Andrews, known for his kick in tactical races at the NCAA level while at Virginia, was put on the anchor instead of US #1 Duane Solomon, with the idea being Andrews could unleash his kick in a tactical race.
Instead, after Erik Sowinski blew the race wide open on the second leg with the only sub-1:45 split on the day and Cas Loxsom lengthened it with a 1:45.6 split, Andrews got the baton way out in front of Kenya’s Jeremiah Mutai. What would Andrews do? Run like a pro.
Andrews took it out hard in 50.4, meaning if Mutai was going to try and quickly close the gap like most guys do who are behind on the anchor, Mutai was going to have to go out in a suicidal 48.
That is exactly what happened. Mutai went out in 48.07 and the Bahamian crowd stared to go nuts as he closed the gap on Andrews. Mutai continued to close on the backstretch as the crowd got louder and louder. Time for Andrews to panic? No way.
Andrews said to LRC (in the video below), “I heard Kenya [getting close] on the backstretch and it was music to my ears. I knew how big a lead I had and he must have gone out in 47 or 48 and he was going to be toast the last 100.” Andrews added, “then I tried to gather myself the third 200 and just pop it open the last 100.”
That’s exactly what happened as the US won comfortably over Kenya before Kenya was DQ’d for an illegal exchange on the third leg.

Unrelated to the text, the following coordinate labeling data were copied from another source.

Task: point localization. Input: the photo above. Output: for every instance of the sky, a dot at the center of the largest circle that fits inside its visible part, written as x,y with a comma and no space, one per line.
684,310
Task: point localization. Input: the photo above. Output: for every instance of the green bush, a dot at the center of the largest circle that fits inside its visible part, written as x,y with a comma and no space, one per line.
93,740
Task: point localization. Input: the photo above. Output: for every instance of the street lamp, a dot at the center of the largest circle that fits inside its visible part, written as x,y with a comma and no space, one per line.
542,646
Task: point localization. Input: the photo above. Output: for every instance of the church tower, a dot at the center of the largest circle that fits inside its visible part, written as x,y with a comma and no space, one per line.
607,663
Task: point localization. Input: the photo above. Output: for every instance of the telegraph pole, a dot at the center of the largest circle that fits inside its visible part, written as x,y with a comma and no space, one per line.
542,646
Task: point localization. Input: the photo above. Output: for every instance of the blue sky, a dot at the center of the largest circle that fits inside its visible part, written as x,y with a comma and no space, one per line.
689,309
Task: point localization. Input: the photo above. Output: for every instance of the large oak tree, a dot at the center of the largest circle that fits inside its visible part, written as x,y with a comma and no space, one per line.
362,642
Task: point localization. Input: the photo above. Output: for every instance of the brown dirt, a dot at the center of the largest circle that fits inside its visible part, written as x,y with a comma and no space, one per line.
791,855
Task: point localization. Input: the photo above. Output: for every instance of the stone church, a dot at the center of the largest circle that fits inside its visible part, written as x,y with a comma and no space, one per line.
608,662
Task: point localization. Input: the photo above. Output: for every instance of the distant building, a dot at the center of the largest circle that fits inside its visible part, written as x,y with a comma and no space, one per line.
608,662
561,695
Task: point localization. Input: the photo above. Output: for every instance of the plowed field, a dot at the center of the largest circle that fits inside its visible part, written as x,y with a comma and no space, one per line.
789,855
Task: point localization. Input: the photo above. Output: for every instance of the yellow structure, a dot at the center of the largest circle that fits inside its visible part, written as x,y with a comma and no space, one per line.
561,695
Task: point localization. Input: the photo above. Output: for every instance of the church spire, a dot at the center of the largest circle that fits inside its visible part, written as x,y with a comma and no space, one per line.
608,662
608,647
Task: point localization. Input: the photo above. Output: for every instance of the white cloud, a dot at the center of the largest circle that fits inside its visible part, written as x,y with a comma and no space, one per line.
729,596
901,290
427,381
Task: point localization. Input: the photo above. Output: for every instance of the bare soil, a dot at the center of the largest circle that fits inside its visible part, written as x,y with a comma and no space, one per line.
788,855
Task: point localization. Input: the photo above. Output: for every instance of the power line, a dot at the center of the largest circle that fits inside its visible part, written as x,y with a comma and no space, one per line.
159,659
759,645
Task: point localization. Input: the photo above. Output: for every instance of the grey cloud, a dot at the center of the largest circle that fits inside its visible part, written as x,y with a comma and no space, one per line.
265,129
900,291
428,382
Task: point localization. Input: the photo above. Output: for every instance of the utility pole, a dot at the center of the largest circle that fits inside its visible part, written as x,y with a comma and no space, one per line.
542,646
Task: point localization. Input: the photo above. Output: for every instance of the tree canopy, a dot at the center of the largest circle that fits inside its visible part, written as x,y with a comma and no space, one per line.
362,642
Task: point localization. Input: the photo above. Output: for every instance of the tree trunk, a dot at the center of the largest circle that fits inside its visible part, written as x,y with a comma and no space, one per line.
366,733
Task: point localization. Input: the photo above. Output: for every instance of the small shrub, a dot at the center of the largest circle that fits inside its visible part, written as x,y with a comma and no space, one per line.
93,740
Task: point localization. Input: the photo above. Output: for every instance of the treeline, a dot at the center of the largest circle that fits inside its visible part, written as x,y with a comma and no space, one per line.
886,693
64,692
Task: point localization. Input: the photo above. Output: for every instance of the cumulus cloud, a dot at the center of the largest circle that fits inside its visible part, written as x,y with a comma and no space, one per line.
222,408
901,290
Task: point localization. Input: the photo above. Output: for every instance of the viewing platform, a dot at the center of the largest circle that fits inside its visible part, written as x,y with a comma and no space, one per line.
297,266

Andrews was able to celebrate his gold with his US teammates. “I’m so proud of the team, but thank you very much [for congratulating me],” he said.
Since returning to college coach Jason Vigilante this year, Robby Andrews’ career is on the upswing after stagnating post-collegiately. When asked whether a change in training or familiarity with Coach Vig was behind his resurgence, Andrews said, “It’s a combination of me becoming more mature as a person, more mature as an athlete, me knowing what I want from my running, from my life. I just connect very well with Vig.”
Andrews was quick to thank (his previous) coach Frank Gagliano, “Coach Gags did so much for me last year I can’t think him enough for mentoring me and for dealing with me as a person.”
We asked Andrews if he was going to stick with the 800 this year or move up to the 1500 as had been talked about. Andrews said with a smile on his face, “You’ll see.” Up next is a 1500 at the Hoka One Occidental meet.
Andrews said when he saw Erik Sowinski take the big lead on leg 2, he knew Cas Loxsom would keep it. Was he getting nervous? “Calm and cool man,” he said. Robby definitely was calm and cool on Saturday night.